You wouldn’t know it with all this lovely fondue and Burgundy flying about, but Courchevel used to be something of a dud in the culinary stakes. The grass here was so dry and rough in the middle of the last century that the cows refused to eat it — it scratched the calves tongues, rendering them, according to the mountain farmers’ dialect, ‘écortzevé’ (a word that would later morph its way into ‘Courchevel’). So the post-war government plumped for a ski resort here instead. They dubbed its upper reaches ‘1850’ (though it only really sits at 1,750m above sea level) to outsmart its haughty rival Val d’Isère.
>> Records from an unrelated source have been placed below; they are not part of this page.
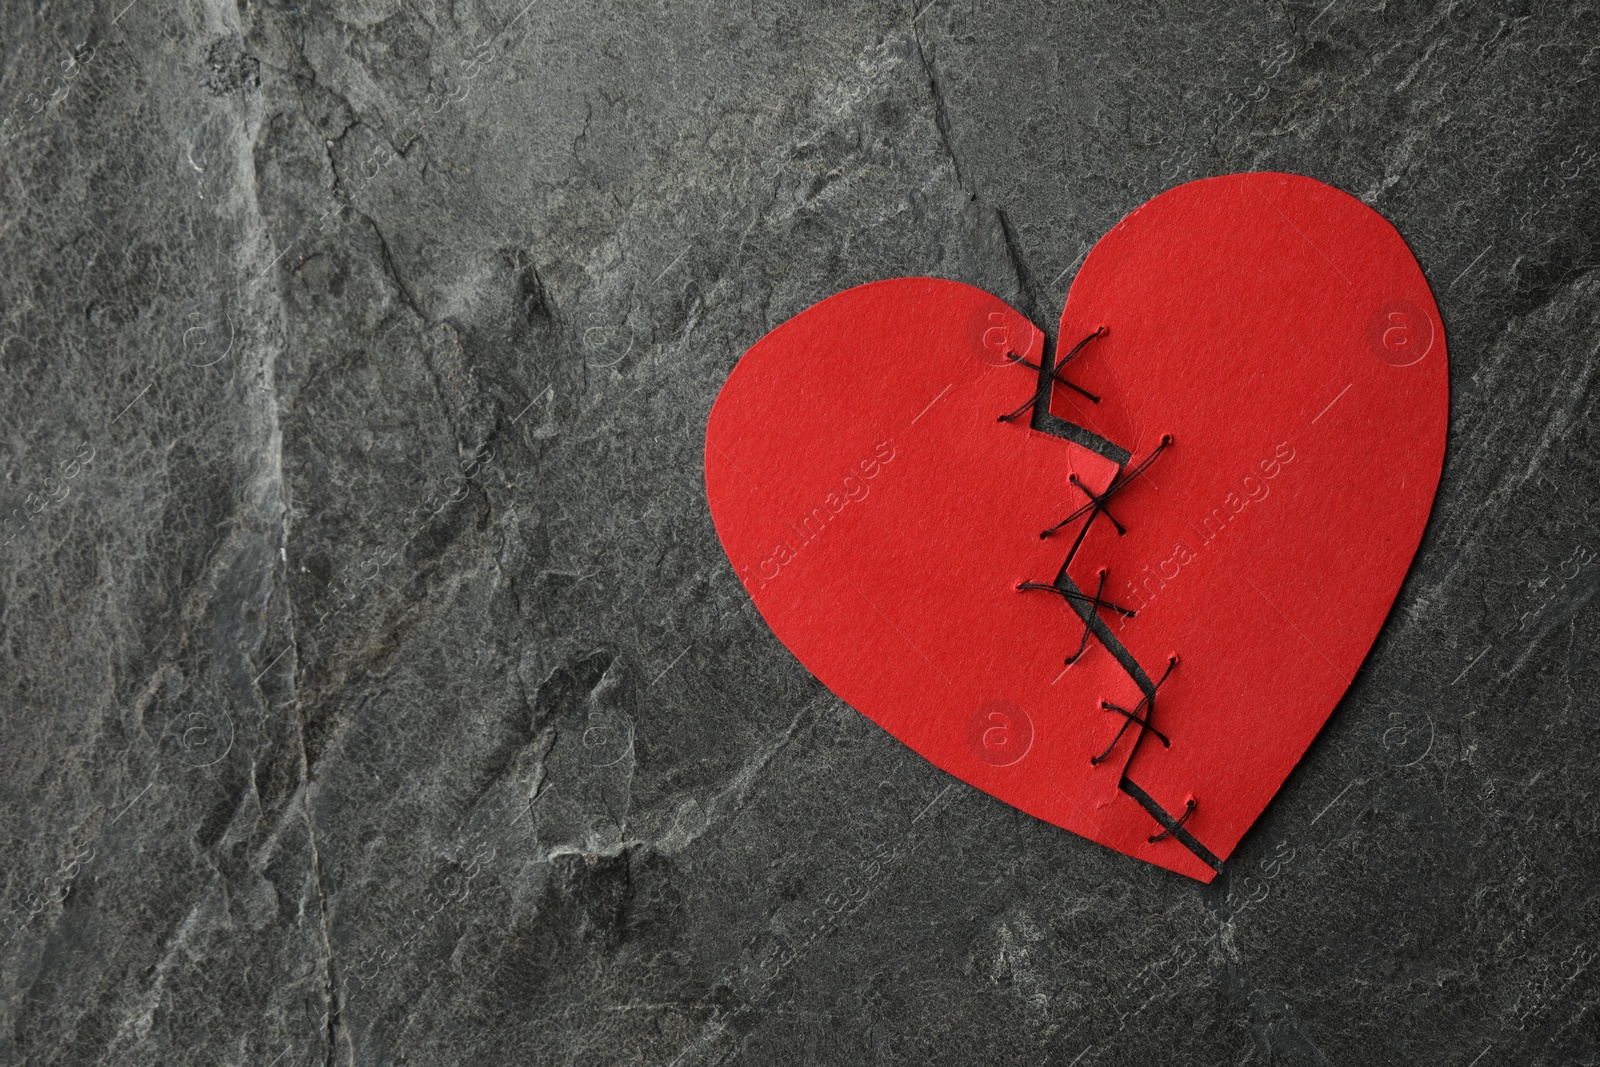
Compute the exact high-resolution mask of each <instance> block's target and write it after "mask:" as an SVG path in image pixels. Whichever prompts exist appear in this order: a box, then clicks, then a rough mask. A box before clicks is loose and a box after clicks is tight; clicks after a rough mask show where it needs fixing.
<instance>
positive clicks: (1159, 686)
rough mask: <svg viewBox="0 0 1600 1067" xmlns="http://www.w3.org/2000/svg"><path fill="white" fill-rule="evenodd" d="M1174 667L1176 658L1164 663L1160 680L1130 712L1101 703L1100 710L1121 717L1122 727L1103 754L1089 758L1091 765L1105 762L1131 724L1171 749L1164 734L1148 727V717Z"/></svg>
mask: <svg viewBox="0 0 1600 1067" xmlns="http://www.w3.org/2000/svg"><path fill="white" fill-rule="evenodd" d="M1176 665H1178V656H1173V657H1171V659H1168V661H1166V670H1165V672H1162V680H1160V681H1157V683H1155V685H1152V686H1150V688H1149V689H1144V696H1142V697H1141V699H1139V702H1138V704H1134V705H1133V710H1131V712H1130V710H1128V709H1125V707H1117V705H1115V704H1107V702H1106V701H1101V710H1104V712H1117V713H1118V715H1122V726H1118V728H1117V736H1115V737H1112V739H1110V744H1109V745H1106V750H1104V752H1101V753H1099V755H1093V757H1090V763H1091V765H1094V766H1099V765H1101V763H1104V761H1106V757H1109V755H1110V753H1112V750H1114V749H1115V747H1117V742H1118V741H1122V736H1123V734H1125V733H1128V726H1130V725H1131V723H1139V725H1141V726H1144V728H1146V729H1149V731H1150V733H1152V734H1155V736H1157V737H1160V739H1162V745H1163V747H1166V749H1171V747H1173V742H1171V741H1168V739H1166V734H1163V733H1160V731H1157V729H1155V726H1152V725H1150V717H1152V715H1155V694H1157V691H1158V689H1160V688H1162V686H1163V685H1165V683H1166V678H1168V677H1170V675H1171V673H1173V667H1176ZM1141 689H1142V686H1141ZM1146 705H1149V709H1150V710H1147V712H1144V717H1142V718H1141V717H1139V712H1141V710H1144V707H1146Z"/></svg>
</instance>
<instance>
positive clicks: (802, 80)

And the skiing, it quickly became clear, was excellent. (The piste here is the size of the five biggest North American ski areas combined.)
Soon came the hotels; then the residences; then even bigger hotels; then even bigger residences. Heliports, indoor spas, private night clubs — all the playthings of the competitive beau monde give this little idyll a uniquely oofy texture. Today, the calves aren’t hungry — they’re fatted, and enjoyed in veal form. The food scene here is absurdly smart. There are twelve Michelin stars in the tiny village of 2,000 residents— three one-star restaurants, three two-star restaurants and one three-star restaurant. The traditional Savoyard fare (think raclette, beef ribs, tartiflette) mingles with the international tastes of the helicoptered-classes. I had a crêpe at the top of a chairlift once that made me tearful. Perhaps it was the altitude. Or the butter.
L’Apogee Courchevel is, of course, the cherry on the whipped cream cake of this town. It is a kind of modern Grand Dame hotel for those that know. A true mountain king. It has the exquisite service of its sister Hotel du Cap-Eden-Roc, say, with the understated chic of a terribly smart private house. (The gorgeously tailored reception staff say “welcome home”, even on your first visit.) There is a sleek confidence to the rooms, too — fur rugs over naked oak chairs; monochrome carpets offset by grass green velvet sofas. The spa is world class; a soothing idyll for those who have over exerted themselves on the slopes (and in the bar). Upstairs, each suite is a mini chalet — enveloping comfort, sharp design, and smart touches throughout, like underfloor heating on the balconies and baths deep enough to soothe a cow.
There are also two very, very good restaurants here: the French-ish Le Comptoir de L’Apogée and Koori, an inventive sushi concept. There’s even a fromagerie and a ham ageing cellar. But this is a ski town, after all — and the hotel’s effortless ski-in, ski-out facilities beg to be taken advantage of. So it’s cheering to see that the chaps over at the Oetker collection have put some thought into elevenses, too. (How many a black run has been darkened by a rumbling stomach, after all?
The playful, outlandish new ‘Ski and Gastronomy’ experience that the hotel is offering from this season sees Executive Chef Jean-Luc Lefrançois take his cuisine, quite literally, off piste. An accomplished ski-er (and what a name!), Jean-Luc will take you out through the famous Couloir and into the Three Valleys, before whipping up a slope-side picnic with a remarkable view. Forget that famous St Moritzian image of the waiter on ice skates — there’s nothing quite so grand as a chef in skis.
Back at the hotel, it’s more of the same from dear Jean-Luc, albeit in the decadent, exclusive environs of the L’Apogee restaurant — culinary creations that surprise and delight, and wines to make you weep. This humble town has come a long way. And so, it would appear, have you.